La historia se sostiene en la intimidad de una típica familia estadounidense de los años 50s donde los desplantes de un padre autoritario obsesionado con el éxito (interpretado por Brad Pitt) y la ternura incondicional de una madre (Jessica Chastain) son los referentes principales en al vida de tres niños que van descubriendo el mundo a través del desencanto que implica la muerte paulatina de la inocencia. Tres niños que descubrirán la aflicción de la vida a través de la fatalidad de Dios y sus extraños mandatos, ese señor omnipresente y caprichoso que “envía moscas a heridas que debería sanar”.
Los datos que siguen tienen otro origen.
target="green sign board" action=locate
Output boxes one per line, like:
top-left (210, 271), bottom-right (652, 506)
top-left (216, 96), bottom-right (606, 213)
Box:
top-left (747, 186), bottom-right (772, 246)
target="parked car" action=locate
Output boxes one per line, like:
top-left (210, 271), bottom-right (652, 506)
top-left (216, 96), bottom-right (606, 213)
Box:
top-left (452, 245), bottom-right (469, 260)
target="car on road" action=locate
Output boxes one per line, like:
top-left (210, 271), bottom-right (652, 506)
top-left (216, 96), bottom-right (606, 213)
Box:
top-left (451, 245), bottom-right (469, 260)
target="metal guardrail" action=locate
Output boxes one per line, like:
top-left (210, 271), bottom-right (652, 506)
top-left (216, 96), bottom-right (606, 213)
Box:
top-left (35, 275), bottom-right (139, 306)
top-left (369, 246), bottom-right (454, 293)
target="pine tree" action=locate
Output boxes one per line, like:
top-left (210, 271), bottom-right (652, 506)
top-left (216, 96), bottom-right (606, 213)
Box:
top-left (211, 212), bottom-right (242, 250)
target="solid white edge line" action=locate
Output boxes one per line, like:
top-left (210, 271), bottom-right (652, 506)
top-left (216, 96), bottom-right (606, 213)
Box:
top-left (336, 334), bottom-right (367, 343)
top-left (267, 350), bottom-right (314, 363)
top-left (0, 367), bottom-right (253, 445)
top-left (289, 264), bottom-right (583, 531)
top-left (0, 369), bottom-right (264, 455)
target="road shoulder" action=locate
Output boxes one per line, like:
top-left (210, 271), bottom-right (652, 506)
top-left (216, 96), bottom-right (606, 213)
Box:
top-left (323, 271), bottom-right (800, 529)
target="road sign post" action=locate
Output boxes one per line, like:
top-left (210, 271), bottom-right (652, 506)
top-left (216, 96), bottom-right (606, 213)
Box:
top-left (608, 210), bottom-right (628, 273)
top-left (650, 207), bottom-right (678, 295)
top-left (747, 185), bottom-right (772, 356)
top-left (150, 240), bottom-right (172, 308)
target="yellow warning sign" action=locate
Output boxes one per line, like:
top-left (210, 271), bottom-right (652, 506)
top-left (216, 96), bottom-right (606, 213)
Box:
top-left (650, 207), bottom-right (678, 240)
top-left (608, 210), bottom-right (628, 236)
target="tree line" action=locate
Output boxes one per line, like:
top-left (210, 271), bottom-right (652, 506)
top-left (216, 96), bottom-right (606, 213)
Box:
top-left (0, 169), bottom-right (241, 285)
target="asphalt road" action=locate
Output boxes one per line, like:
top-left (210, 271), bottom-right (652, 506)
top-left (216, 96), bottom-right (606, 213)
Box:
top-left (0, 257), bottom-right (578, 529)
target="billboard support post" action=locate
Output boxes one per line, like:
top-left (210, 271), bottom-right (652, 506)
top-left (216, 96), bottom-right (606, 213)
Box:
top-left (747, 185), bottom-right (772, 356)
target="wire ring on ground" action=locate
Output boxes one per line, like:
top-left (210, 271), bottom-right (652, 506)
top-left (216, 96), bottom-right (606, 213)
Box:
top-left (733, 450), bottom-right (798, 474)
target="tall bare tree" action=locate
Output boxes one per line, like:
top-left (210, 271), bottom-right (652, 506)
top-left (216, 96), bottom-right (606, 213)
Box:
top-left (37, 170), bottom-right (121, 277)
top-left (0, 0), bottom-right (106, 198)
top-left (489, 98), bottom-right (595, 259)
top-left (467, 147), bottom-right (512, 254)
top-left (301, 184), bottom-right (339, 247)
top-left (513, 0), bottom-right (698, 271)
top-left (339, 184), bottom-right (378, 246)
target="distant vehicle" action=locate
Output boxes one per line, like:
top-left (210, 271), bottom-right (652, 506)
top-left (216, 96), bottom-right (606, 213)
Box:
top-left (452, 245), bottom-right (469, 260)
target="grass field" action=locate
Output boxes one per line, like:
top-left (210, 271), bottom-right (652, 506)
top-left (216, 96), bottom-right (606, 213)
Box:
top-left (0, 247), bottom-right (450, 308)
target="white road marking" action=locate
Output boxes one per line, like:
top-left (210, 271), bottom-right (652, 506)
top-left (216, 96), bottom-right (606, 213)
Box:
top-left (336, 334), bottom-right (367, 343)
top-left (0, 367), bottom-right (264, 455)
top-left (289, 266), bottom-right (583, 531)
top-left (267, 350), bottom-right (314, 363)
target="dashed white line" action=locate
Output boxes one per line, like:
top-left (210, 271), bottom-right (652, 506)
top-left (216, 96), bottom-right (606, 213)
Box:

De este modo es que Malick hace de las sensaciones más sutiles una experiencia sublime, logrando un discurso sólido en esta pieza donde las imágenes del cinefotógrafo mexicano Emmanuel ´Chivo´ Lubezki (en uno de los mejores trabajos de su carrera) revelan texturas, matices y encuadres que dotan de una carga explosiva al melancólico y áspero mundo al que hace referencia el filme.

Un retrato sobre el dolor primigenio de las relaciones humanas, donde el amor se presenta como la única puerta de escape, tal como reconocen el propio Malick a través de sus personajes: “La única manera de ser feliz es amando. Si no amas, tu vida pasará rápidamente”.